When you give birth at the hospital, the nurse will administer the bathing of the baby. The nurse will only do it once (provided you are only staying for a night or two after giving birth) so it will be very helpful for daddy or mommy, if she is physically able, to watch and learn. Most babies like the warm water on their body but will start screaming once their head and face touches the water. Try not to freak out when your little newborn starts screaming and you may follow these suggestions below:
Gather Everything You Need Before You Start
- Soap/Shampoo must be within arm’s reach while bathing, as well as the towel you will use to dry the baby after the bath
- Fresh clothes and diaper, lotion, comb (if there is no hair yet, it still helps to massage the scalp) within arm’s reach of where you will change the baby
- Pail of warm water – make sure the water is not too hot that it will scald the baby, check the temperature by dipping your elbow into the water, it should feel warm but not hot. It is better to be slightly on the cold side than on the hot side
- You will also need an absorbent little towel. You can dip the towel into the water and squeeze the warm water out onto the baby’s skin (do not pour water onto the newborn’s face but instead just gently wipe with the wet towel). Bathing from head to toe is preferable so the newborn’s internal body heat does not run towards the head where the brain is.
- And the last but not the least is the baby bath tub
Best Time to Bath
The best time to bath the baby is when the baby is not too tired, and neither full nor hungry. So possibly start getting the bath ready 10 minutes after feeding your newborn. You may bath in the morning or in the evening.
Frequent bathing of baby can dry up the skin quickly so bathing once a week is good enough. Although you will be changing their clothes often due to spit ups and leaks, newborns do not stink. Thorough cleaning of the baby after each bowel movement is very important.

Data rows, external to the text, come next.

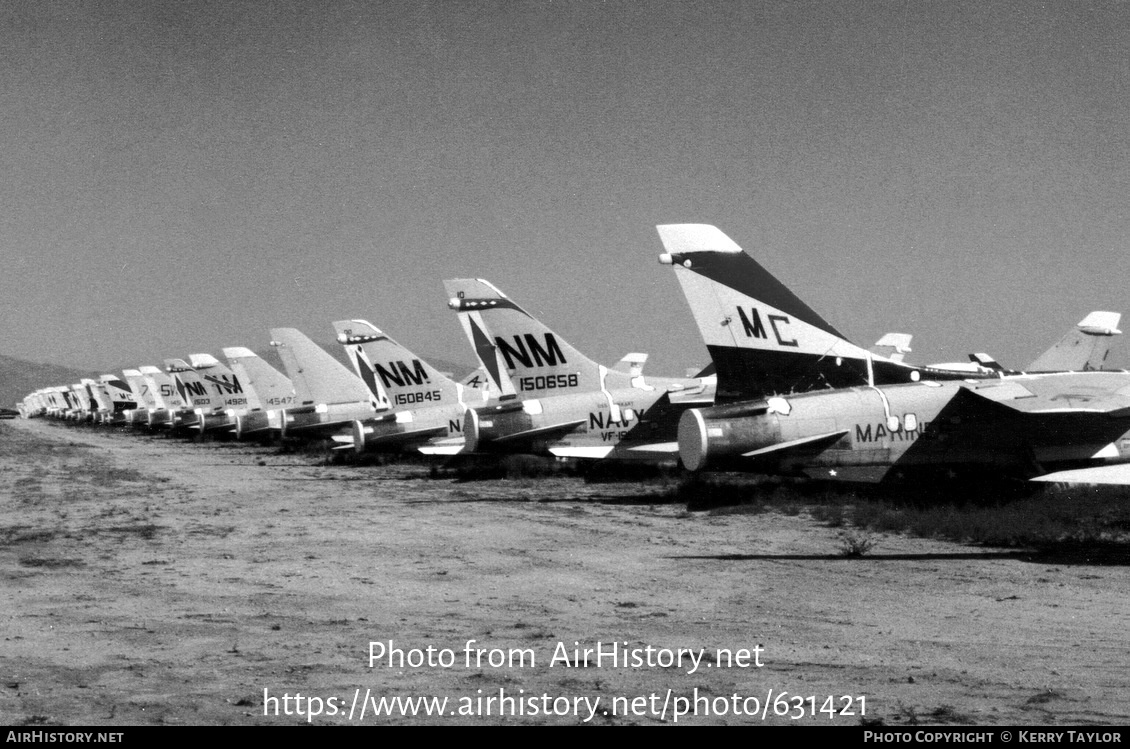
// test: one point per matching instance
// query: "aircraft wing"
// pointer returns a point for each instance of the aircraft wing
(1019, 427)
(547, 432)
(805, 445)
(397, 438)
(1110, 475)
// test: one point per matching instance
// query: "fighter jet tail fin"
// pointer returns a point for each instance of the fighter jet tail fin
(394, 376)
(318, 377)
(1084, 348)
(763, 338)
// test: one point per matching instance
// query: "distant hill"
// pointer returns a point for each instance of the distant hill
(19, 377)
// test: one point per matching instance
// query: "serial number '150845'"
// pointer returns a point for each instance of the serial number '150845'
(548, 382)
(403, 399)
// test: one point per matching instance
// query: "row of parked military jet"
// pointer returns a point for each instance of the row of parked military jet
(787, 393)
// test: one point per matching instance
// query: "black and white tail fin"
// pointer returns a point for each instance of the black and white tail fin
(272, 390)
(396, 376)
(163, 389)
(521, 356)
(120, 392)
(140, 389)
(763, 339)
(222, 381)
(1084, 348)
(191, 385)
(318, 377)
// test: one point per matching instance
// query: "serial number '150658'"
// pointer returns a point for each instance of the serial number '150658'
(548, 382)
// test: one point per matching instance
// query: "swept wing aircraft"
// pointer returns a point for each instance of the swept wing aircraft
(554, 399)
(839, 415)
(425, 408)
(329, 397)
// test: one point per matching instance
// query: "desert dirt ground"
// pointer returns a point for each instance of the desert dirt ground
(153, 581)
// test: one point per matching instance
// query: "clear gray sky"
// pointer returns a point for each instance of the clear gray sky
(181, 175)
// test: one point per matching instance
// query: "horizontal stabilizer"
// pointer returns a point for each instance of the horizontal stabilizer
(1115, 475)
(807, 445)
(658, 447)
(405, 437)
(590, 453)
(442, 449)
(1084, 348)
(550, 430)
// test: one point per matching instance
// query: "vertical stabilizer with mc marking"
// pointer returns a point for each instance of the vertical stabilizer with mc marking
(763, 339)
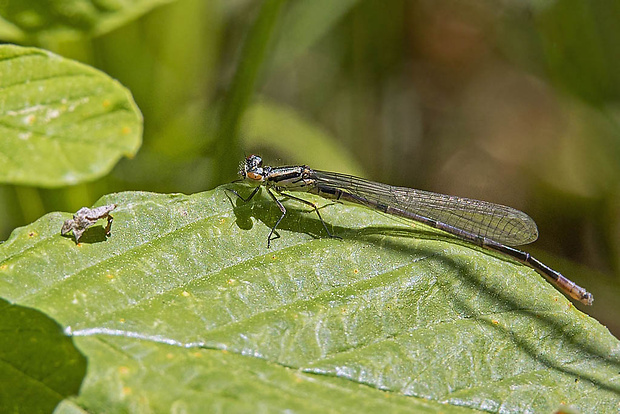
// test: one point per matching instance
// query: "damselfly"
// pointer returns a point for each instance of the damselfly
(485, 224)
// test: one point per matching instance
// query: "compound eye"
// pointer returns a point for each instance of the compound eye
(255, 176)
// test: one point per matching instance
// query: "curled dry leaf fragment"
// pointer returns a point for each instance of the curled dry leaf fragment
(86, 217)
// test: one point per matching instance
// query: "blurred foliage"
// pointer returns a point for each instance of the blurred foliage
(512, 102)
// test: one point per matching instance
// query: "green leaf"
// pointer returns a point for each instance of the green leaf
(29, 20)
(183, 307)
(39, 365)
(62, 122)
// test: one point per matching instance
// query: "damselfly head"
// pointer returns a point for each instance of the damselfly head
(252, 168)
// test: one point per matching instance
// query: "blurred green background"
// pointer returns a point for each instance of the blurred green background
(507, 101)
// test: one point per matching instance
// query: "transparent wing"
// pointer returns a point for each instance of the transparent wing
(500, 223)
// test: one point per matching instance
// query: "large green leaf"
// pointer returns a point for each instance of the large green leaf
(61, 122)
(34, 20)
(40, 365)
(183, 307)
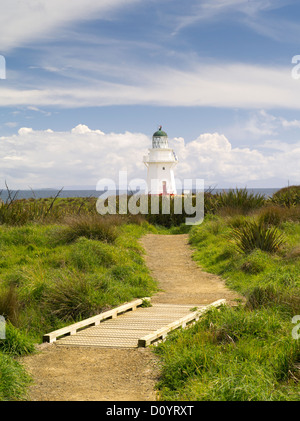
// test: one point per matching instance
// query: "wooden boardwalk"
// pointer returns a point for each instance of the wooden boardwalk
(129, 326)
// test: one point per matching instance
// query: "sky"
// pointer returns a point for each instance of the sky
(85, 84)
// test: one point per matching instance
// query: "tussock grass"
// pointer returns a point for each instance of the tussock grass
(56, 272)
(245, 352)
(256, 235)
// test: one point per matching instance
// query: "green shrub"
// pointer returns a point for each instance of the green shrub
(93, 227)
(16, 342)
(276, 214)
(240, 200)
(288, 196)
(13, 379)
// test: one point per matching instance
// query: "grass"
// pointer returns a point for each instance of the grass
(54, 274)
(61, 262)
(245, 352)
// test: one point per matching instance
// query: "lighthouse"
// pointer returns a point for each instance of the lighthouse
(160, 163)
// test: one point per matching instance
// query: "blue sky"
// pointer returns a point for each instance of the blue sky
(88, 82)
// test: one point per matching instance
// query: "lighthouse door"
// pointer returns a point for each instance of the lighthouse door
(164, 187)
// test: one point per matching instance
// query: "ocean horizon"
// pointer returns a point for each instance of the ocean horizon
(68, 193)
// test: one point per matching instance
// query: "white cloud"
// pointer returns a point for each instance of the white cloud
(214, 85)
(83, 156)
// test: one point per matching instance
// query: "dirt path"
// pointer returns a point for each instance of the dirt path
(104, 374)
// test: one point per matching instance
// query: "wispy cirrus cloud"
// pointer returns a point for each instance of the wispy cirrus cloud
(83, 156)
(31, 20)
(211, 85)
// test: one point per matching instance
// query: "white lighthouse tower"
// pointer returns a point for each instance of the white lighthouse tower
(160, 163)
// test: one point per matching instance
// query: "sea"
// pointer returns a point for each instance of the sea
(51, 193)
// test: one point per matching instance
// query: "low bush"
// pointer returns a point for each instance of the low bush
(254, 235)
(287, 196)
(95, 227)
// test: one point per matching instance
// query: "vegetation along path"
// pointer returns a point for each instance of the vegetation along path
(105, 374)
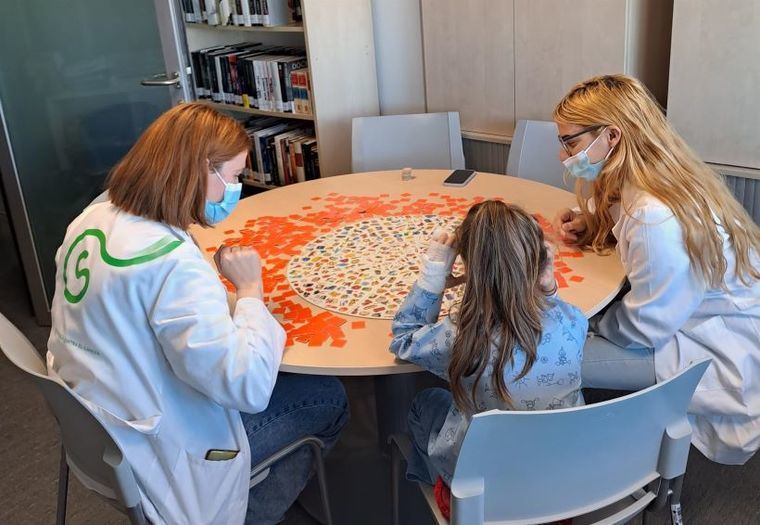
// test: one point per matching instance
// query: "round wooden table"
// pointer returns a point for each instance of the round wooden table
(279, 222)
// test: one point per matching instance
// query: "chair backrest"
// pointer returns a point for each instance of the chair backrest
(533, 154)
(425, 140)
(91, 452)
(538, 467)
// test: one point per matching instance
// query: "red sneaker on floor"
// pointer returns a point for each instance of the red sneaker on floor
(443, 499)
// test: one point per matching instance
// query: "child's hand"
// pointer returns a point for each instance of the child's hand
(547, 281)
(570, 225)
(441, 248)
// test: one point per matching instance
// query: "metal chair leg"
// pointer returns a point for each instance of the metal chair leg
(322, 480)
(63, 488)
(395, 474)
(675, 501)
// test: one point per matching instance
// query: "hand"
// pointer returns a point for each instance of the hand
(441, 248)
(547, 280)
(570, 225)
(242, 267)
(452, 281)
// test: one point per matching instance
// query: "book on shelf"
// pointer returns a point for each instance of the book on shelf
(249, 74)
(276, 154)
(244, 13)
(301, 87)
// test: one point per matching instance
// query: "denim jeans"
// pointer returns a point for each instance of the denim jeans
(606, 365)
(301, 405)
(426, 417)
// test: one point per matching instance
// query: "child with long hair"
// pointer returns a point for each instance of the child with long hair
(690, 252)
(510, 344)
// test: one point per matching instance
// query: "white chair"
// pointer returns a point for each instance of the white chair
(520, 467)
(425, 140)
(92, 453)
(534, 154)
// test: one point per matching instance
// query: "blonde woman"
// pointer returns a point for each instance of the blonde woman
(511, 343)
(690, 252)
(143, 336)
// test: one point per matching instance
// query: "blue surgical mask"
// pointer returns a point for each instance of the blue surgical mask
(579, 165)
(218, 211)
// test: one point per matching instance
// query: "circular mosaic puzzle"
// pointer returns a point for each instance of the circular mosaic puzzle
(367, 268)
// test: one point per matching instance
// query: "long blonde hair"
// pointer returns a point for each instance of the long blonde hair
(503, 303)
(652, 157)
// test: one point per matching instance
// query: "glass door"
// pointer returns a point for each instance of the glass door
(72, 102)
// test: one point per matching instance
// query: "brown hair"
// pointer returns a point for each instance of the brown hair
(164, 176)
(504, 255)
(652, 157)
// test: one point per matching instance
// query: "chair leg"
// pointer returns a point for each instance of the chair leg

It is normal for newborns to have flaky skin, this will eventually go away. However, if your baby has a flaky scalp you may massage a tiny amount of olive oil (yes, cooking olive oil) onto the scalp.
Drying the Baby Thoroughly
It is also very important to dry the baby thoroughly after each bath, giving a lot of attention to the armpits, under the neck, groin, and all skin folds. It can be tricky to dry the neck, the baby will usually ask for milk (comfort food after the bath) and their neck is exposed while feeding so I take this chance to make sure the neck is dry.
Whatever you do, NEVER leave the baby unattended in the bath.
Bathing the baby can be scary at first but once you get used to it, it becomes a pleasure.